Good to hear, thought I might have glossed over the telling release note
- my usual mo

Maybe we're barking up the wrong tree by suspecting the regex itself.
Perhaps the updates were suppressed by a trigger, or the transaction
rolled back instead of committing, or some such?

regards, tom lane

The work was all rolled into a function:
o find the chapters;
o copy the necessary data (mainly the text blob) into a back-out
table
o "lock" the chapters (protect them from exposure to the client app)
o perform the regexp_replace as the update to prod. table

The function was exec'd in a tx and committed, leaving the back-out
table and the programmatic locks in place, but the update itself had
been a no-op and continued to be with ad hoc update statements, until I
hit the final goofy answer ( rg_replace(string, start) || substring(end) )

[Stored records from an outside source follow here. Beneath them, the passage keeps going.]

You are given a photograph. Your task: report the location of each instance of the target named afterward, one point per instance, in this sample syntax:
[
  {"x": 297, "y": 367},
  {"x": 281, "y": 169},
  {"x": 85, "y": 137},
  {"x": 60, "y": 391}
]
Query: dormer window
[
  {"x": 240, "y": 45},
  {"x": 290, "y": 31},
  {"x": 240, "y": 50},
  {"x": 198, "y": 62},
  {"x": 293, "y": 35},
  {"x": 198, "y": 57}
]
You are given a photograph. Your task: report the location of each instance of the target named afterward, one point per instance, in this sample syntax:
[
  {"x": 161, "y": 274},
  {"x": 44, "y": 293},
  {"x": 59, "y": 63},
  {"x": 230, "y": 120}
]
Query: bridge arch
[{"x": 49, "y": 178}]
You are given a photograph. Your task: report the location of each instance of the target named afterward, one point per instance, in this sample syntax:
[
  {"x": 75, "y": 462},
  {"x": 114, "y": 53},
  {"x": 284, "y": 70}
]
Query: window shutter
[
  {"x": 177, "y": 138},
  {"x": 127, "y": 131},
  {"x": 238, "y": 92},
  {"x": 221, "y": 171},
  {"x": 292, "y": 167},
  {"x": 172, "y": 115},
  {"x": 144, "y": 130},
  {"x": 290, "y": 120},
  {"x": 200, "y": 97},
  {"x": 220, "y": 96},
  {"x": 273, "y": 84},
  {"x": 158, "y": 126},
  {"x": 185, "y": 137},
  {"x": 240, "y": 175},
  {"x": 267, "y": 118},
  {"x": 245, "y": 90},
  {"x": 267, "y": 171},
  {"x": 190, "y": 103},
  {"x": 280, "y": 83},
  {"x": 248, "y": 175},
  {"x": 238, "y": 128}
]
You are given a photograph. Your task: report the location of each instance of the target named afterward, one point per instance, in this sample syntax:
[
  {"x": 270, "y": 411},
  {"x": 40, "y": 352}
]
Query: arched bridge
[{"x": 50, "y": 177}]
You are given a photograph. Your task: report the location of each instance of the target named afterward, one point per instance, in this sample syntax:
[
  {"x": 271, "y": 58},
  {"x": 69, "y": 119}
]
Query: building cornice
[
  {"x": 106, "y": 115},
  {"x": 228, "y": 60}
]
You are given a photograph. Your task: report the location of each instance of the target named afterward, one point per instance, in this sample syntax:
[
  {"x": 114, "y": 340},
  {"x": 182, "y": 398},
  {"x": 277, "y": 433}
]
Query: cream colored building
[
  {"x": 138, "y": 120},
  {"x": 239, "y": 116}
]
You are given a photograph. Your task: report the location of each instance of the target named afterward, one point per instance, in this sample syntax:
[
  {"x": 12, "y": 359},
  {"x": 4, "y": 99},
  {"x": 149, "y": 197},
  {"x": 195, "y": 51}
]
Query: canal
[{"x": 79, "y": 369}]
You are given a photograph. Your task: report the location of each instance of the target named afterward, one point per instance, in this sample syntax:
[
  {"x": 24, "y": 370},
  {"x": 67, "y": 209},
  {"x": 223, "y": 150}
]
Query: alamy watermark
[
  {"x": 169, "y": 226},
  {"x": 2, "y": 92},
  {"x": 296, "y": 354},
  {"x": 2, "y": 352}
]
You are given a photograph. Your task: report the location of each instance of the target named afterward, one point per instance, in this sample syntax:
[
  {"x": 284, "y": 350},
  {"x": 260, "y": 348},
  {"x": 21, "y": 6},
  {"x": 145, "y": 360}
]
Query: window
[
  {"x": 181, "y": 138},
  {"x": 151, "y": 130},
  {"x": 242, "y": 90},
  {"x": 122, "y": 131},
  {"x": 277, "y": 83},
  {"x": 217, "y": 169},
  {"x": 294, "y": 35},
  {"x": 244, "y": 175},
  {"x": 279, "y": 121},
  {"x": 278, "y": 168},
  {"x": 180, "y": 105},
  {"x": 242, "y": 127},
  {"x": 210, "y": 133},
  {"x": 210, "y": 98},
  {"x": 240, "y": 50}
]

Have not yet had a chance to re-create on dev. Test worked like a charm.

--
Sent via pgsql-general mailing list (pgsql-general@postgresql.org)
To make changes to your subscription:
http://www.postgresql.org/mailpref/pgsql-general

#6Rob Sargent
robjsargent@gmail.com
In reply to: Tom Lane (#4)
Re: regexp_replace failing on 9.0.4

Maybe we're barking up the wrong tree by suspecting the regex itself.
Perhaps the updates were suppressed by a trigger, or the transaction
rolled back instead of committing, or some such?

regards, tom lane

Barking mad, more like it. I had rolled back the execution of my
function in my dev env. and running again produces the same result as
experienced in production system.

Why the update of the text type field view regexp_replace is failing
still confuses me, but that's pretty much my natural state. The size of
the text field ranges from 7.5k to 24k char.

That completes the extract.